Kerntechnologie und navigationsgestützte Bildgebung:
Die Kerntechnologie des OMNIBotics-Systems umfasst den BalanceBot™-Bandspanner und die OMNIBot™-Schnittführung, welche die Kniestabilität in Echtzeit optimieren. In Bezug auf die navigationsgestützte Bildgebung verwendet OMNIBotics eine vollständig bildfreie Technologie. Es erstellt ein genaues 3D-Modell basierend auf den während der Operation gesammelten Daten, wodurch präoperative CT- oder MRT-Scans überflüssig werden.
Das Hauptmerkmal des ROSA® Knee-Systems ist die 3D-Bildgebung in Echtzeit und die personalisierte Ausrichtung des Implantats, die es dem Chirurgen ermöglicht, die einzigartigen anatomischen Merkmale des Patienten zu berücksichtigen. Bei der navigationsgestützten Bildgebung kann der Chirurg bei ROSA® zwischen bildfreier oder bildbasierter Planung wählen, die CT- oder MRT-Scans erfordert.
Der CORI-Roboter arbeitet mit navigationsgestützter Bildgebung, was bedeutet, dass er ebenfalls vollständig bildfrei ist, woraus folgt, dass keine präoperativen CT- oder MRT-Scans erforderlich sind. Dies reduziert nicht nur die Strahlenbelastung, sondern macht auch die Operationsvorbereitungen schneller und effizienter.
Die in das CORI-System integrierte künstliche Intelligenz bietet einen weiteren wichtigen Vorteil, da sie Echtzeitdaten während der Operation analysiert und dem Chirurgen Rückmeldungen gibt. Dies ermöglicht es dem Chirurgen, die Position des Implantats und die Bandspannung kontinuierlich zu überwachen, um ein möglichst genaues Ergebnis zu gewährleisten.

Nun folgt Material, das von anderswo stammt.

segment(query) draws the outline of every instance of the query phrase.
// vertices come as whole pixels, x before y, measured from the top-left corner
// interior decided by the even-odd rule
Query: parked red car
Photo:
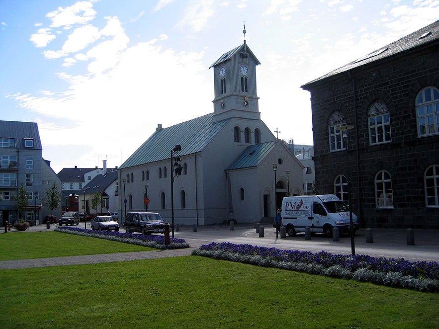
[[[54,224],[57,222],[56,217],[54,215],[48,215],[43,219],[43,224],[46,224],[49,221],[50,224]]]

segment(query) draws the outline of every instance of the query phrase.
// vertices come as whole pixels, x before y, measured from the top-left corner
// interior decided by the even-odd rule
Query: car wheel
[[[292,225],[290,225],[287,228],[287,233],[288,233],[288,236],[290,237],[295,237],[296,236],[296,230],[294,230],[294,227]]]
[[[323,227],[323,233],[328,238],[332,238],[332,226],[326,225]]]

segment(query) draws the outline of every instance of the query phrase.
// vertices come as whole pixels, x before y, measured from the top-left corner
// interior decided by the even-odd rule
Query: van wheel
[[[328,238],[332,238],[332,226],[327,225],[323,227],[323,233]]]
[[[286,229],[287,233],[290,237],[296,236],[296,230],[294,230],[294,227],[292,226],[288,226]]]

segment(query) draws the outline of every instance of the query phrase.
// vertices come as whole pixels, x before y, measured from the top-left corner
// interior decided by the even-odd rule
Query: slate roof
[[[87,190],[87,194],[92,194],[95,192],[104,192],[113,182],[117,179],[118,172],[117,171],[107,172],[105,175],[96,175],[82,189],[78,191],[78,194],[85,189],[89,187]]]
[[[274,148],[276,143],[276,141],[271,141],[249,146],[226,170],[258,166]]]
[[[181,147],[179,156],[200,152],[230,120],[213,123],[210,113],[168,128],[158,128],[119,168],[170,159],[171,150],[177,144]]]
[[[239,53],[240,53],[242,50],[245,51],[247,53],[251,55],[252,56],[253,56],[253,58],[255,59],[255,60],[256,62],[257,65],[259,65],[261,64],[261,62],[258,60],[257,58],[256,58],[256,56],[255,56],[255,54],[253,54],[253,52],[251,50],[250,50],[250,48],[247,47],[246,41],[244,40],[244,43],[241,46],[238,46],[236,48],[232,49],[232,50],[230,50],[229,51],[228,51],[227,53],[223,54],[223,55],[221,55],[221,57],[218,58],[214,63],[210,66],[209,68],[211,69],[214,66],[218,65],[218,64],[223,63],[223,62],[225,62],[226,61],[230,59],[237,54],[239,54]]]
[[[307,90],[307,87],[309,85],[321,80],[343,72],[346,72],[366,64],[388,59],[389,58],[402,52],[415,50],[417,48],[420,48],[433,42],[439,43],[439,20],[437,20],[434,23],[423,27],[394,42],[379,48],[361,58],[355,60],[320,78],[305,83],[300,87]]]
[[[24,147],[24,141],[33,139],[33,147],[31,149],[43,149],[36,122],[0,120],[0,138],[15,138],[17,149],[29,149]]]

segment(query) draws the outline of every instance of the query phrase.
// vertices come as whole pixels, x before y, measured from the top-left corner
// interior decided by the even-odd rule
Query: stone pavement
[[[82,223],[78,227],[82,228],[83,225]],[[88,223],[88,226],[89,225]],[[48,232],[53,230],[55,227],[56,226],[52,224],[47,229],[45,225],[36,225],[30,228],[29,231]],[[194,232],[195,231],[196,232]],[[404,258],[411,261],[439,262],[439,230],[414,230],[415,245],[413,246],[407,245],[408,232],[406,230],[372,229],[371,232],[373,243],[366,242],[365,229],[360,229],[355,234],[355,253],[374,257]],[[351,238],[347,236],[341,236],[340,241],[335,242],[332,239],[320,234],[312,236],[309,240],[305,240],[303,234],[297,234],[295,237],[288,237],[287,235],[285,239],[280,239],[279,235],[279,238],[276,239],[274,229],[272,227],[264,227],[263,233],[263,236],[260,237],[253,224],[236,224],[233,230],[229,226],[225,225],[198,226],[196,230],[192,225],[180,226],[178,230],[176,226],[174,237],[184,239],[191,247],[173,250],[0,261],[0,269],[125,261],[188,255],[194,248],[213,241],[246,244],[279,249],[308,250],[314,252],[325,250],[333,253],[351,253]],[[20,233],[12,229],[7,234]],[[4,234],[4,229],[0,234]]]

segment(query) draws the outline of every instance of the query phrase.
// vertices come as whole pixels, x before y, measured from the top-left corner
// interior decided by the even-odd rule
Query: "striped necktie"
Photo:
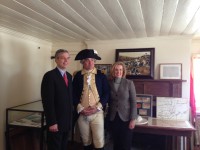
[[[67,79],[67,75],[66,75],[66,73],[64,73],[63,78],[64,78],[64,80],[65,80],[65,84],[66,84],[66,86],[68,86],[68,79]]]

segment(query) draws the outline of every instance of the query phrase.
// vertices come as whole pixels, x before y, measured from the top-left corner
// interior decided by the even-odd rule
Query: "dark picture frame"
[[[144,117],[153,116],[153,95],[136,94],[137,114]]]
[[[160,66],[160,79],[182,79],[181,63],[162,63]]]
[[[107,78],[110,77],[110,70],[111,70],[112,64],[95,64],[94,66],[98,70],[101,70],[101,72],[105,74]]]
[[[115,61],[125,63],[127,78],[154,78],[155,48],[116,49],[115,54]]]

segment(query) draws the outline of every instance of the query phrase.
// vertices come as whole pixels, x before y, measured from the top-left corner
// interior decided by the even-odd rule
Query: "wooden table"
[[[147,119],[147,124],[136,125],[133,132],[165,135],[166,150],[191,149],[190,138],[193,131],[195,131],[195,128],[190,124],[189,121],[163,120],[152,117],[148,117]]]

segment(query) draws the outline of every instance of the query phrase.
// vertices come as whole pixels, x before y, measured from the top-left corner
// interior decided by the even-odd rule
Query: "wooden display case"
[[[6,109],[6,150],[14,149],[16,140],[12,140],[13,137],[16,137],[17,141],[19,136],[23,137],[23,143],[18,143],[18,145],[23,145],[27,143],[30,134],[35,135],[39,133],[39,149],[44,149],[44,131],[46,123],[45,116],[42,107],[41,100],[34,101],[31,103],[26,103],[23,105],[10,107]],[[27,134],[27,136],[22,136]],[[37,144],[34,143],[33,139],[29,141],[33,142],[33,147]],[[15,143],[15,144],[14,144]],[[27,149],[26,145],[23,145],[24,149]],[[16,149],[16,148],[15,148]],[[29,145],[29,149],[30,145]],[[35,148],[33,148],[35,149]],[[37,148],[38,149],[38,148]]]

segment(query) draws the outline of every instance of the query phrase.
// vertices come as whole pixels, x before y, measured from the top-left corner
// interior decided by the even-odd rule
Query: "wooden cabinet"
[[[137,94],[151,94],[154,97],[181,97],[182,82],[185,80],[133,80]]]
[[[156,97],[182,97],[185,80],[134,79],[137,94],[153,95],[153,117],[156,117]]]

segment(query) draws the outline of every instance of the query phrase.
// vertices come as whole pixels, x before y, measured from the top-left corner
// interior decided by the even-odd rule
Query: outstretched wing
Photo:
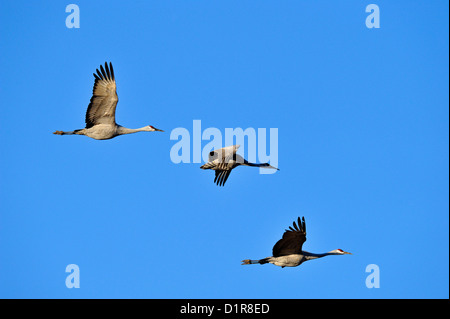
[[[94,73],[95,82],[91,102],[86,112],[86,128],[97,124],[116,124],[116,106],[119,98],[111,62],[100,65],[100,71]]]
[[[306,241],[306,225],[305,217],[300,217],[293,222],[294,228],[289,226],[286,229],[283,238],[281,238],[272,249],[272,255],[274,257],[286,256],[291,254],[301,254],[303,243]]]
[[[232,145],[223,148],[219,148],[218,150],[214,150],[209,153],[208,161],[209,162],[217,162],[217,163],[227,163],[227,160],[233,158],[233,155],[236,154],[240,145]]]
[[[215,170],[216,177],[214,178],[214,183],[219,186],[225,185],[225,182],[228,179],[228,176],[231,174],[231,169],[229,170]]]

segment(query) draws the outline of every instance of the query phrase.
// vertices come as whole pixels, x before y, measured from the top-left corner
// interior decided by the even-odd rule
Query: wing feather
[[[86,128],[97,124],[116,124],[116,106],[119,98],[111,62],[109,67],[105,62],[105,68],[100,65],[100,70],[96,71],[92,97],[86,111]]]
[[[303,243],[306,241],[305,218],[297,219],[297,224],[293,222],[294,228],[289,226],[286,229],[283,238],[273,246],[272,255],[274,257],[286,256],[291,254],[301,254]]]

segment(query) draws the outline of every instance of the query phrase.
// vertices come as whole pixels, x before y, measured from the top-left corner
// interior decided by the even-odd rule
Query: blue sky
[[[447,1],[377,1],[379,29],[364,1],[77,1],[79,29],[69,3],[0,4],[0,297],[449,297]],[[105,61],[117,122],[165,133],[52,134]],[[193,120],[278,128],[280,171],[174,164]],[[353,255],[240,265],[297,216]]]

Die KI-Unterstützung hilft zudem, die Implantatplatzierung für die beste Passform im spezifischen Gelenk des Patienten zu optimieren, was langfristig die Stabilität des Knieersatzes und ein natürliches Bewegungsgefühl erhöhen kann.
Chirurgische Kontrolle und Präzision:
Das OMNIBotics-System bietet mit den Werkzeugen BalanceBot™ und OMNIBot™ die volle chirurgische Kontrolle und ermöglicht eine Echtzeit-Messung der Bandspannung sowie präzise Knochenschnitte. Dieser Ansatz hilft, die Passform des Implantats zu optimieren, aber die Verwendung traditioneller fixierter Führungen kann die Bewegungsfreiheit des Chirurgen während der Operation etwas einschränken.

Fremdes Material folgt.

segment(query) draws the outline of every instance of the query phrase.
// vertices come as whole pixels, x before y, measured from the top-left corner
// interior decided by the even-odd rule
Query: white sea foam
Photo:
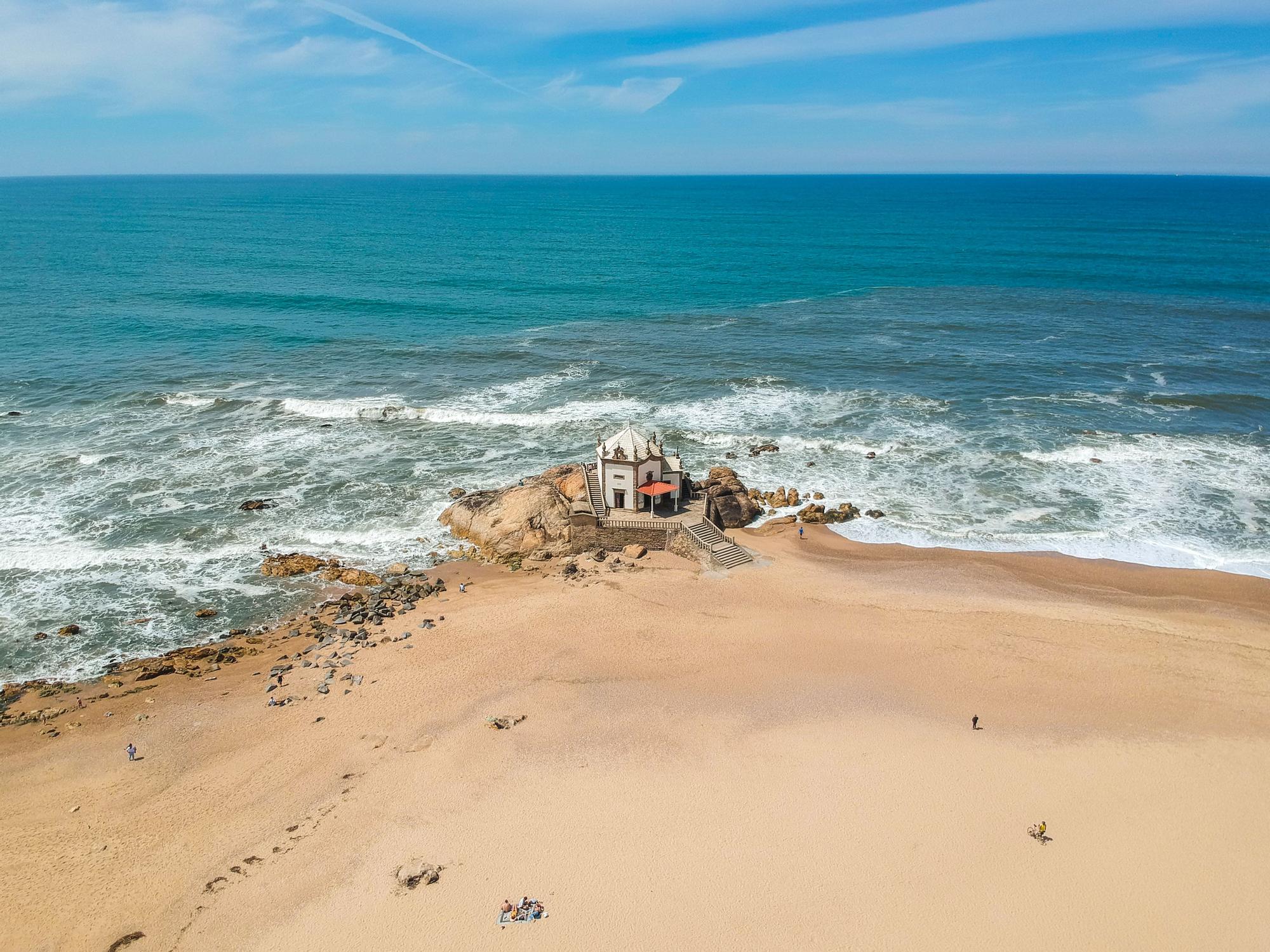
[[[165,396],[163,401],[173,406],[203,407],[215,404],[216,397],[204,397],[198,396],[197,393],[171,393]]]

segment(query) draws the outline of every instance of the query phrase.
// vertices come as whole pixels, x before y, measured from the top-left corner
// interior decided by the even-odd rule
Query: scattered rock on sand
[[[319,559],[304,552],[268,556],[260,565],[263,575],[276,575],[286,579],[291,575],[306,575],[324,567],[338,567],[338,559]]]
[[[121,948],[127,948],[137,939],[144,939],[145,937],[146,934],[144,932],[130,932],[127,935],[121,935],[112,942],[110,947],[105,949],[105,952],[119,952]]]
[[[401,863],[396,868],[398,885],[405,886],[408,890],[413,890],[420,883],[431,886],[439,878],[441,867],[434,863],[427,863],[423,859],[411,859],[409,863]]]
[[[175,670],[177,668],[168,661],[156,661],[142,668],[136,680],[154,680],[164,674],[174,674]]]
[[[497,717],[491,715],[485,718],[485,724],[494,730],[505,731],[518,725],[526,717],[528,717],[528,715],[499,715]]]

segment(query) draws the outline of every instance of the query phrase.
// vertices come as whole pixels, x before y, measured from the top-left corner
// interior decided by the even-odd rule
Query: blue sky
[[[1270,0],[0,0],[0,175],[1270,174]]]

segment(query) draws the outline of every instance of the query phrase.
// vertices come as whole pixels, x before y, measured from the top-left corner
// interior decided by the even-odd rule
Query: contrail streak
[[[504,83],[498,76],[490,76],[488,72],[485,72],[485,70],[480,69],[479,66],[472,66],[470,62],[464,62],[462,60],[456,60],[455,57],[448,56],[447,53],[443,53],[439,50],[433,50],[427,43],[420,43],[414,37],[408,37],[401,30],[392,29],[386,23],[380,23],[378,20],[372,20],[370,17],[359,14],[357,10],[351,10],[347,6],[343,6],[340,4],[329,3],[329,0],[309,0],[309,4],[311,6],[316,6],[316,8],[321,9],[321,10],[325,10],[326,13],[334,14],[335,17],[340,17],[340,18],[348,20],[349,23],[356,23],[358,27],[366,27],[366,29],[373,29],[376,33],[382,33],[385,37],[392,37],[392,39],[400,39],[403,43],[409,43],[410,46],[415,47],[417,50],[422,50],[423,52],[428,53],[428,56],[436,56],[438,60],[444,60],[446,62],[453,63],[455,66],[461,66],[462,69],[467,70],[469,72],[475,72],[478,76],[481,76],[483,79],[488,79],[490,83],[495,83],[499,86],[502,86],[503,89],[509,89],[513,93],[516,93],[517,95],[525,96],[526,99],[532,99],[536,103],[541,102],[533,94],[526,93],[523,89],[517,89],[511,83]]]

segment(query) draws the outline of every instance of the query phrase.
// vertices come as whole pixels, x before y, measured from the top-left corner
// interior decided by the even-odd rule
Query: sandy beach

Die Stärke des ROSA® Knee-Systems liegt in der 3D-Bildgebung in Echtzeit und der sofortigen Rückmeldung, was den Chirurgen bei der präzisen Implantatplatzierung erheblich unterstützt. Aufgrund der Komplexität des Systems benötigen Chirurgen jedoch mehr Training, und die präoperative Bildgebung kann manchmal zeitaufwendig sein. Zudem ist der fixierte Roboterarm weniger flexibel, was feine Bewegungen einschränken kann.

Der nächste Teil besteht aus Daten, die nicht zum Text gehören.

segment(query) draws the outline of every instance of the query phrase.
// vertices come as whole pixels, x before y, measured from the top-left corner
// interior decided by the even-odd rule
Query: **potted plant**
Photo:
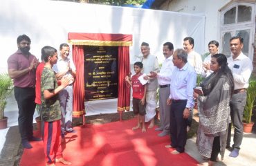
[[[250,133],[254,122],[252,122],[253,109],[256,98],[256,79],[250,80],[249,87],[247,89],[246,104],[244,111],[244,132]]]
[[[8,118],[4,116],[6,100],[12,91],[12,81],[7,73],[0,73],[0,129],[7,128]]]
[[[39,131],[39,133],[41,133],[42,117],[39,107],[40,106],[39,104],[37,104],[35,107],[35,110],[37,110],[38,114],[38,116],[35,118],[35,122],[37,122],[37,129]]]

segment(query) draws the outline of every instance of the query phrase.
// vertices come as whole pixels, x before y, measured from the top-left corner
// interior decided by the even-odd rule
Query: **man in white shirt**
[[[156,73],[151,72],[150,77],[157,77],[159,84],[159,107],[161,126],[156,128],[156,131],[163,131],[158,133],[158,136],[165,136],[170,134],[170,113],[171,106],[166,103],[170,95],[170,86],[172,70],[174,68],[172,62],[172,54],[174,45],[171,42],[166,42],[163,44],[163,53],[165,57],[163,61],[160,72]]]
[[[188,53],[188,62],[194,68],[196,74],[201,75],[203,71],[202,57],[194,50],[194,39],[191,37],[185,37],[183,48]]]
[[[208,44],[208,50],[210,52],[210,55],[207,56],[203,60],[203,72],[202,72],[202,77],[207,77],[212,71],[210,70],[210,60],[212,59],[212,56],[218,53],[219,52],[219,42],[216,40],[212,40]]]
[[[157,72],[159,70],[159,64],[157,57],[150,54],[149,45],[146,42],[143,42],[140,46],[143,57],[140,57],[140,62],[143,64],[143,73],[149,75],[151,71]],[[156,78],[150,78],[145,77],[145,80],[149,80],[147,87],[146,93],[146,115],[145,121],[149,122],[149,129],[154,125],[154,117],[156,116],[156,89],[158,86]]]
[[[183,49],[177,49],[172,62],[176,66],[172,72],[170,95],[167,100],[171,105],[170,133],[171,144],[165,147],[175,148],[173,154],[185,150],[187,142],[187,119],[194,107],[193,91],[196,82],[194,68],[187,62],[188,54]]]
[[[194,39],[187,37],[183,39],[183,48],[188,54],[188,62],[194,67],[197,75],[201,75],[203,72],[203,62],[201,55],[194,50]],[[190,116],[188,119],[188,129],[189,131],[193,118],[193,109],[190,111]]]
[[[57,64],[53,65],[53,70],[55,73],[57,80],[63,77],[76,76],[76,70],[72,59],[68,57],[70,52],[67,44],[62,44],[60,46],[60,57]],[[72,82],[73,83],[73,82]],[[68,85],[59,93],[60,109],[62,111],[62,136],[64,137],[64,131],[73,132],[73,84]]]
[[[239,36],[230,39],[232,56],[228,59],[228,67],[230,68],[235,82],[235,89],[230,100],[230,116],[235,127],[232,151],[230,157],[237,157],[240,145],[243,140],[243,114],[246,103],[246,89],[249,86],[249,78],[253,72],[252,61],[244,54],[243,38]],[[228,133],[227,148],[230,148],[231,137],[231,124]]]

Das CORI-System zeichnet sich durch sein ergonomisches Handgerät aus, das dem Chirurgen große Bewegungsfreiheit bietet. Das handgeführte Präzisionsfräsen ermöglicht feinere Bewegungen, sodass sich der Chirurg besser an die anatomischen Merkmale des Patienten anpassen kann. Die durch künstliche Intelligenz unterstützte Technologie gewährleistet eine Genauigkeit von einem halben Millimeter, sodass das CORI-System eine herausragende Präzision und eine natürlichere Passform des Implantats bietet. Während der Vorteil der handgeführten Steuerung in der feineren Manövrierfähigkeit liegt, kann dies auch eine größere chirurgische Erfahrung erfordern, um präzise Ergebnisse zu erzielen.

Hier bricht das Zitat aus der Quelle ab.